Sunday, December 17
The Third Sunday of Advent
John 1: 6-8, 19-28
A man named John was sent from God.
He came for testimony, to testify to the light,
so that all might believe through him.
He was not the light,
but came to testify to the light.
And this is the testimony of John.
When the Jews from Jerusalem sent priests
and Levites to him
to ask him, “Who are you?”
He admitted and did not deny it,
but admitted, “I am not the Christ.”
So they asked him,
“What are you then? Are you Elijah?”
And he said, “I am not.”
“Are you the Prophet?”
He answered, “No.”
So they said to him,
“Who are you, so we can give an answer to those who sent us?
What do you have to say for yourself?”
“I am the voice of one crying out in the desert,
‘make straight the way of the Lord,'”
as Isaiah the prophet said.”
Some Pharisees were also sent.
They asked him,
“Why then do you baptize
if you are not the Christ or Elijah or the Prophet?”
John answered them,
“I baptize with water;
but there is one among you whom you do not recognize,
the one who is coming after me,
whose sandal strap I am not worthy to untie.”

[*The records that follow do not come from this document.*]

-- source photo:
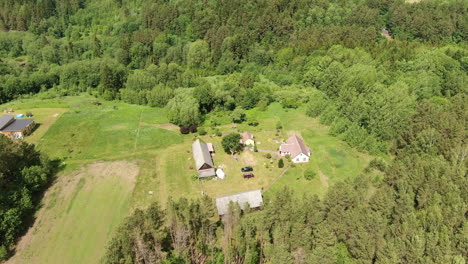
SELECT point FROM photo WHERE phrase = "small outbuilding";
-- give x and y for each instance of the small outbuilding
(247, 139)
(296, 149)
(203, 160)
(15, 128)
(253, 199)
(210, 148)
(220, 173)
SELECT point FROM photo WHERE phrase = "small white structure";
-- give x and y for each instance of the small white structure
(295, 148)
(220, 173)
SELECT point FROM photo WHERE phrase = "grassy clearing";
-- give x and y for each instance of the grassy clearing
(76, 221)
(332, 159)
(80, 212)
(88, 201)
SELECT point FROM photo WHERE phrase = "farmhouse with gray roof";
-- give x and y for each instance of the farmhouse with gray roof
(296, 149)
(15, 128)
(203, 161)
(252, 198)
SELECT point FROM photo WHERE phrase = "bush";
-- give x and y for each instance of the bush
(202, 131)
(238, 115)
(378, 164)
(184, 130)
(193, 128)
(3, 253)
(309, 174)
(280, 163)
(279, 125)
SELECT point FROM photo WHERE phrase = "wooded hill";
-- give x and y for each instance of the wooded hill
(403, 94)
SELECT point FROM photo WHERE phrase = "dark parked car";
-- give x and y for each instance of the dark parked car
(246, 169)
(248, 175)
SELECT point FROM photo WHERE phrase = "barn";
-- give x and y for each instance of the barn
(203, 160)
(15, 128)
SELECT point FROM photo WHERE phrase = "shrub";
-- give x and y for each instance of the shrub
(378, 164)
(202, 131)
(193, 128)
(309, 174)
(280, 163)
(184, 130)
(3, 253)
(238, 115)
(279, 125)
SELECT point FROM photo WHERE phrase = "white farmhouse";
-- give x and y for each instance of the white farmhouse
(296, 149)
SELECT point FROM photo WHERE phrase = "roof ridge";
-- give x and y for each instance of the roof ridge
(238, 193)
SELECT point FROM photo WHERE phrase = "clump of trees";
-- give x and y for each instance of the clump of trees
(24, 175)
(231, 143)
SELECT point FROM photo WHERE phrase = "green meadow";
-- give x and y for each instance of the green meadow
(118, 157)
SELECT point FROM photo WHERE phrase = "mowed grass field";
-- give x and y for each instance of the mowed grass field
(102, 147)
(118, 157)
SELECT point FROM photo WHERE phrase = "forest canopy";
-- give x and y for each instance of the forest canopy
(387, 76)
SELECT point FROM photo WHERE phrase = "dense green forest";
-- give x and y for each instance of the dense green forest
(403, 94)
(417, 214)
(24, 175)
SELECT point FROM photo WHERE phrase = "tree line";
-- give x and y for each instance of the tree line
(24, 175)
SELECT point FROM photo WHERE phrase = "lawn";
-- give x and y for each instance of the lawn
(94, 191)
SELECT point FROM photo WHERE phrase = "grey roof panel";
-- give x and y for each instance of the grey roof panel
(201, 154)
(5, 120)
(206, 173)
(18, 125)
(253, 198)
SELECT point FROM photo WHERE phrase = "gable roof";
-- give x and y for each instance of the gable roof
(246, 136)
(295, 145)
(18, 125)
(253, 198)
(201, 154)
(210, 147)
(5, 120)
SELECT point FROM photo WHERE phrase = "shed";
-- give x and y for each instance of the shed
(210, 147)
(220, 173)
(15, 128)
(203, 160)
(253, 198)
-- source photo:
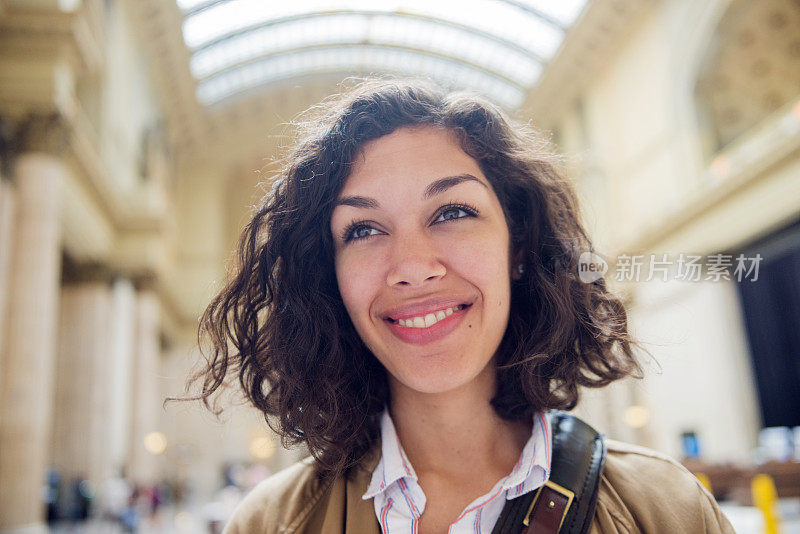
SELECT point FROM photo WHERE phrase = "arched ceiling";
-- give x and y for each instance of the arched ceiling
(497, 47)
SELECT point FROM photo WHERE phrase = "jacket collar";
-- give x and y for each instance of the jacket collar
(360, 514)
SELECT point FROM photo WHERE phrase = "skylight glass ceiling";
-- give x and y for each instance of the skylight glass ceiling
(493, 46)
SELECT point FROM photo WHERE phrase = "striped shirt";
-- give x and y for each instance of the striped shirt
(399, 500)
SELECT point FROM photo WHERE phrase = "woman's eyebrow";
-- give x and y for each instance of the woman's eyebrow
(443, 184)
(436, 187)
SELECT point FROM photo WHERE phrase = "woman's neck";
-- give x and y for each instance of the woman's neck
(457, 433)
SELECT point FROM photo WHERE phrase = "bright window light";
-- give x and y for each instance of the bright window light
(499, 46)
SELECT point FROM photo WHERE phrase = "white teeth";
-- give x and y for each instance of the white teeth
(429, 319)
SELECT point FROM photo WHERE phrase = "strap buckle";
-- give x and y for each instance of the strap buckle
(564, 492)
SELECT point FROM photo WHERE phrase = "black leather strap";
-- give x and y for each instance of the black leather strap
(577, 461)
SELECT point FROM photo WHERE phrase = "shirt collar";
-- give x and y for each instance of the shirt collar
(531, 470)
(393, 464)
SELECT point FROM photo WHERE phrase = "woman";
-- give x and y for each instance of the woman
(407, 306)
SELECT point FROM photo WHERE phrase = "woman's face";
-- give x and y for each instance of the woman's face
(422, 259)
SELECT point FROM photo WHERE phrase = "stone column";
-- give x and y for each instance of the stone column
(120, 356)
(7, 212)
(26, 391)
(146, 398)
(81, 424)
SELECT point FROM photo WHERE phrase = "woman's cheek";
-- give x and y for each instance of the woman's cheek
(358, 283)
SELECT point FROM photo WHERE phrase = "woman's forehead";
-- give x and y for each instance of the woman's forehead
(409, 158)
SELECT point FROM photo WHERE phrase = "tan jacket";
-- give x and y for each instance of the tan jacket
(640, 491)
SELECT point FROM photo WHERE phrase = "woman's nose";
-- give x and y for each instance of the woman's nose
(414, 261)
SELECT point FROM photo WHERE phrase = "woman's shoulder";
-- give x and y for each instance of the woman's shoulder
(281, 500)
(644, 490)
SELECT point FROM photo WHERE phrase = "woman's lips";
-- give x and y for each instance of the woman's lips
(420, 336)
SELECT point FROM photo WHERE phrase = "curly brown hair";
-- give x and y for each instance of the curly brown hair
(280, 325)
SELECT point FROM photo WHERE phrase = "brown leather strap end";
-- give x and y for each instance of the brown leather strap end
(548, 512)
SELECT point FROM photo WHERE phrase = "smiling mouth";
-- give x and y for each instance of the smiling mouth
(429, 319)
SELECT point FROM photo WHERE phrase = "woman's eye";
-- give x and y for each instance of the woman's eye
(360, 232)
(452, 213)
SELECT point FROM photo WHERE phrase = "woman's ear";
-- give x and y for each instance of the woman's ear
(517, 266)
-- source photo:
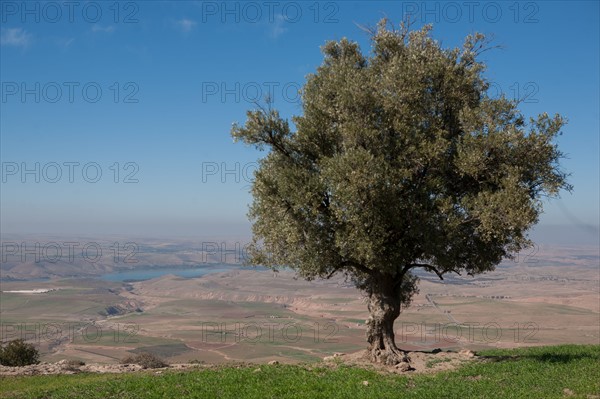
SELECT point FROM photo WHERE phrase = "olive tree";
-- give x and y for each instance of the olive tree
(400, 160)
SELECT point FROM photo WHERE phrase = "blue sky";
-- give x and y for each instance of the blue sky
(149, 89)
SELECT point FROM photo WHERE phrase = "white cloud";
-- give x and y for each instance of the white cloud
(105, 29)
(17, 37)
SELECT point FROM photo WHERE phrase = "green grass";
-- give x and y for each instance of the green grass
(539, 372)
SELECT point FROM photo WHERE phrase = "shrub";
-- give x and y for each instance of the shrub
(18, 353)
(146, 360)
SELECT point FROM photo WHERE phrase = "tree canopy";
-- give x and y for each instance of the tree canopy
(399, 160)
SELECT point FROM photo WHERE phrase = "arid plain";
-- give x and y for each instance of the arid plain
(549, 295)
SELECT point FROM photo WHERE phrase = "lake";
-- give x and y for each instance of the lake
(142, 274)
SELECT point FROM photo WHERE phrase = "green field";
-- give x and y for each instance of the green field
(541, 372)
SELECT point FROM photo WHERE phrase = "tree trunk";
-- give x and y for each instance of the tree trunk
(384, 307)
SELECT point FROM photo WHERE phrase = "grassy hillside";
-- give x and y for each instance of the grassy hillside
(543, 372)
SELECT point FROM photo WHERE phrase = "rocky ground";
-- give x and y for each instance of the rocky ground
(421, 362)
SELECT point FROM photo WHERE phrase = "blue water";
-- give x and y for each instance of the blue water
(147, 274)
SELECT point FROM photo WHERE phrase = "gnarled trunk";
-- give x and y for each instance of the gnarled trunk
(384, 307)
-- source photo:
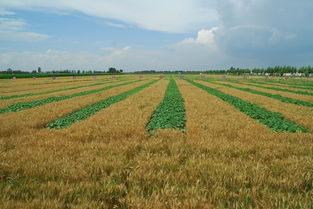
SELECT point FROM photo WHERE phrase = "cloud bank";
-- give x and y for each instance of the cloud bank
(243, 33)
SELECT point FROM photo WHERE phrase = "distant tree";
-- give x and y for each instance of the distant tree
(9, 70)
(112, 70)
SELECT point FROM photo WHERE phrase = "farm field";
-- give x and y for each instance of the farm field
(144, 141)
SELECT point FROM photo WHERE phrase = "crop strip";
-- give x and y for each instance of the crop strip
(273, 96)
(49, 92)
(90, 110)
(170, 113)
(26, 105)
(276, 88)
(280, 85)
(275, 121)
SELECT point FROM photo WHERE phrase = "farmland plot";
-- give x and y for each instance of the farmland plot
(155, 143)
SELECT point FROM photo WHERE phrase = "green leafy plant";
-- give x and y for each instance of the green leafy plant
(170, 113)
(90, 110)
(275, 121)
(273, 96)
(26, 105)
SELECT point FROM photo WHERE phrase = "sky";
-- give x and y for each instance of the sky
(138, 35)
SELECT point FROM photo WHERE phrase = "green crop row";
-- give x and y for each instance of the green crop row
(49, 92)
(275, 121)
(277, 89)
(26, 105)
(42, 75)
(278, 84)
(90, 110)
(273, 96)
(170, 113)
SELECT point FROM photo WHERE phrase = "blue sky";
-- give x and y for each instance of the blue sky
(159, 35)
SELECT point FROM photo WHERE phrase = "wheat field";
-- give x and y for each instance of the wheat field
(223, 152)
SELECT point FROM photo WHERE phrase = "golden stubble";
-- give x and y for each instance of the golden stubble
(5, 103)
(110, 161)
(36, 118)
(296, 113)
(284, 94)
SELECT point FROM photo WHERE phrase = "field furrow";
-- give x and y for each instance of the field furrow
(267, 94)
(284, 94)
(273, 120)
(15, 123)
(90, 110)
(170, 113)
(298, 114)
(15, 107)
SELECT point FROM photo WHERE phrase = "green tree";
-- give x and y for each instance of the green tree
(112, 70)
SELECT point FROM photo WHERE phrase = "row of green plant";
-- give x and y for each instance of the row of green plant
(90, 110)
(26, 105)
(276, 88)
(282, 85)
(42, 75)
(273, 96)
(49, 92)
(273, 120)
(170, 113)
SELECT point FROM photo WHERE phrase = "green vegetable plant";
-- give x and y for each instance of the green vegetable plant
(273, 120)
(170, 113)
(90, 110)
(27, 105)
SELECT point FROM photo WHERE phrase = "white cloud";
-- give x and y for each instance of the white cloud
(161, 15)
(13, 29)
(205, 37)
(4, 12)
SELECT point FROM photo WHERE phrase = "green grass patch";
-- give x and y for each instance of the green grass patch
(278, 89)
(171, 111)
(273, 120)
(49, 92)
(273, 96)
(26, 105)
(90, 110)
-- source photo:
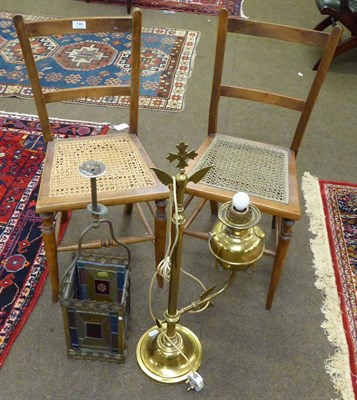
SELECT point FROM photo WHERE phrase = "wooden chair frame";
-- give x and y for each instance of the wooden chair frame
(47, 206)
(284, 214)
(346, 17)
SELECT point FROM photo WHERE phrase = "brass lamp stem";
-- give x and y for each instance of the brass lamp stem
(169, 352)
(178, 220)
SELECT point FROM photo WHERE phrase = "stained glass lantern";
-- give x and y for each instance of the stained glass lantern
(95, 304)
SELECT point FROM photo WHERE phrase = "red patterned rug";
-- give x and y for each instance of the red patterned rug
(88, 60)
(22, 261)
(332, 207)
(191, 6)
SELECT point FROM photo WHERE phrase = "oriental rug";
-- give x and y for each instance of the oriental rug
(332, 207)
(22, 261)
(211, 7)
(89, 60)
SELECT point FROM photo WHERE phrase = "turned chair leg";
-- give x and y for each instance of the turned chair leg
(128, 210)
(160, 235)
(281, 253)
(50, 246)
(129, 3)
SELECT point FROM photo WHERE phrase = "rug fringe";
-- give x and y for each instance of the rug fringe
(338, 364)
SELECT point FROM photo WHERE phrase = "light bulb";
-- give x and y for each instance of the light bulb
(241, 201)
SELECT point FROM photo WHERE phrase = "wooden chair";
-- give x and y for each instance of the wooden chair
(129, 178)
(266, 172)
(344, 11)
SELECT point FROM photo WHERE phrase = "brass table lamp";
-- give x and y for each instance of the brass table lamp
(169, 352)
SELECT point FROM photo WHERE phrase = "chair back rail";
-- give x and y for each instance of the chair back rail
(328, 42)
(59, 27)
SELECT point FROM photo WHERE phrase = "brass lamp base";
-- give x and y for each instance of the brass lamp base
(163, 361)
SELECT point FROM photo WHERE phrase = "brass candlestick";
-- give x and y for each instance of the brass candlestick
(168, 352)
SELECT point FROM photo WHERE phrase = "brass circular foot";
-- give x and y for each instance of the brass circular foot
(169, 361)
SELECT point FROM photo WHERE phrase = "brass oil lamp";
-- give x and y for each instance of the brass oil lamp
(236, 241)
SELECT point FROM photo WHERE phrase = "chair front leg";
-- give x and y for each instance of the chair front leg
(50, 245)
(280, 256)
(160, 234)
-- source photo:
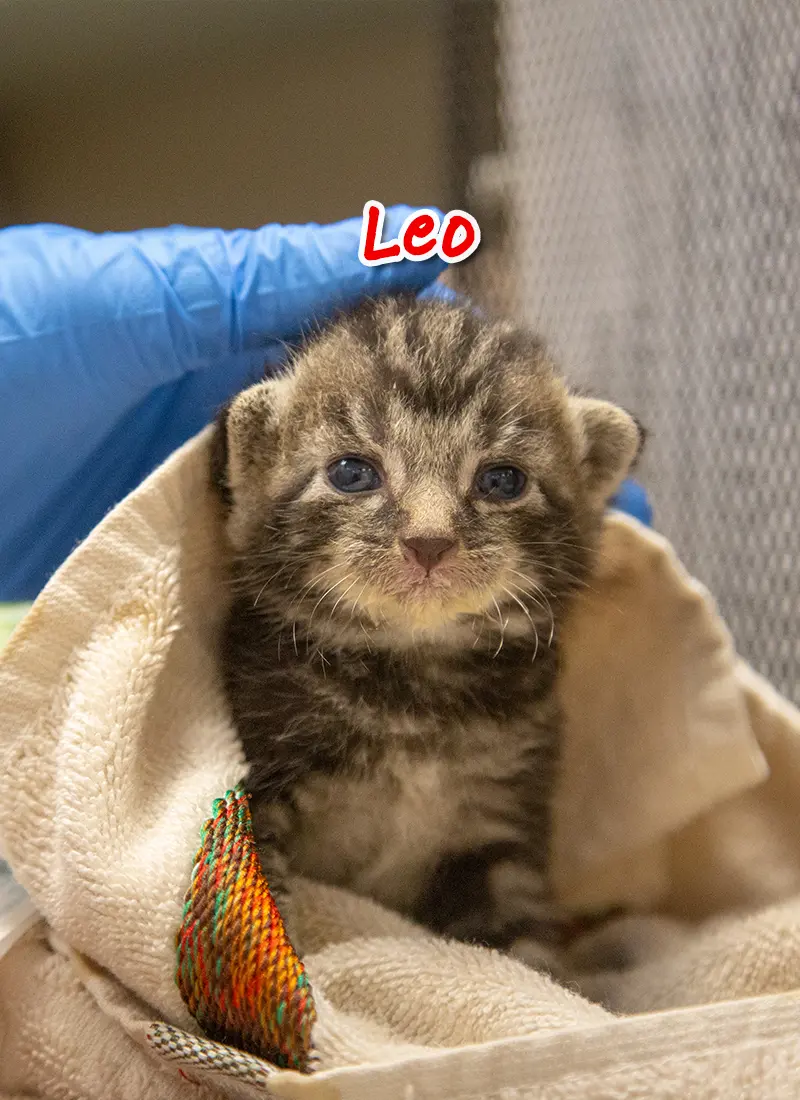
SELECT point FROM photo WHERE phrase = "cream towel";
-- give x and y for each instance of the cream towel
(679, 793)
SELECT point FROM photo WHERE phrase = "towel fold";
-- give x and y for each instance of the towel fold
(678, 801)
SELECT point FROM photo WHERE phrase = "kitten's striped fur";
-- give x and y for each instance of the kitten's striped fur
(403, 736)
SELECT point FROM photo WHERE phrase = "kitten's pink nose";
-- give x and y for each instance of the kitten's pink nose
(428, 552)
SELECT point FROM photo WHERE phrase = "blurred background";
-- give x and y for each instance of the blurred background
(634, 165)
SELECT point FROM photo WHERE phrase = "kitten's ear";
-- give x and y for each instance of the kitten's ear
(244, 439)
(610, 440)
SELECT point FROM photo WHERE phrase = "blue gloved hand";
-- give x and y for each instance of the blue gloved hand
(114, 349)
(633, 499)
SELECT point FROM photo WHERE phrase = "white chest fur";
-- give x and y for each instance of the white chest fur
(383, 835)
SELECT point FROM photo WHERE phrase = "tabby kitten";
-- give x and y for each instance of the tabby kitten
(409, 508)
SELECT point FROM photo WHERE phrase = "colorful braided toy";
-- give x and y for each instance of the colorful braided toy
(238, 972)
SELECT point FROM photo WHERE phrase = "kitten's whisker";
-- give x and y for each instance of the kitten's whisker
(261, 591)
(332, 611)
(502, 628)
(326, 593)
(310, 584)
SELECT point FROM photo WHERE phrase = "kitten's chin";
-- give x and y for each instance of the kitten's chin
(422, 607)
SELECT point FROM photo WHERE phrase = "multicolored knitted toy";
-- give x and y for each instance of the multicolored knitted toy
(238, 972)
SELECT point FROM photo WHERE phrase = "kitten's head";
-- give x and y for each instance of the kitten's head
(417, 468)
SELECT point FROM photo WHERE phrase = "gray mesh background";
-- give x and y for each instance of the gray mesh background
(650, 175)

This happened in Bethany across the Jordan,
where John was baptizing.
Today, we celebrate Gaudete Sunday. We should take a breather from the waiting we do in Advent for the Incarnation and take a day to Rejoice. The season of Advent dates back to the fifth century. It was shortened from forty days to just four weeks in the ninth century. The Gaudate name dates back to its earliest days. It is meant for us to take time off from the hustle and bustle of preparing for Christmas to reflect and Rejoice in the many blessings we have been given. This season can become such an intense time for us, adding stress and occasionally creating overreactions to what would otherwise be considered our normal life.
Today, we wear the rose (not “pink”) vestments to emphasize that this day differs from the rest of Advent. In his 2014 Gaudete Sunday homily, Pope Francis said that Gaudete Sunday is known as the “Sunday of joy,” and that instead of fretting about all they still haven’t done to prepare for Christmas, people should “think of all the good things life has given you.” And why not? After all, John was sent to us by God. His voice in the desert can still be heard today, if we listen deeply to his message of hope. The daily noise we receive from the news and from our government leaders should remain just that, simply noise. We celebrated the feast of Christ the King only a few weeks ago reminding us that Our Lord will indeed return as King. This day also reminds us to Rejoice and know that we are indeed blessed with this knowledge. Despite all our troubles and struggles, joy can be experienced even in the midst of our sadness, if we put them behind us for just a day. Today is set aside for just that purpose.
God’s blessings to all of you and your families this Advent, this Christmas, and this New Year!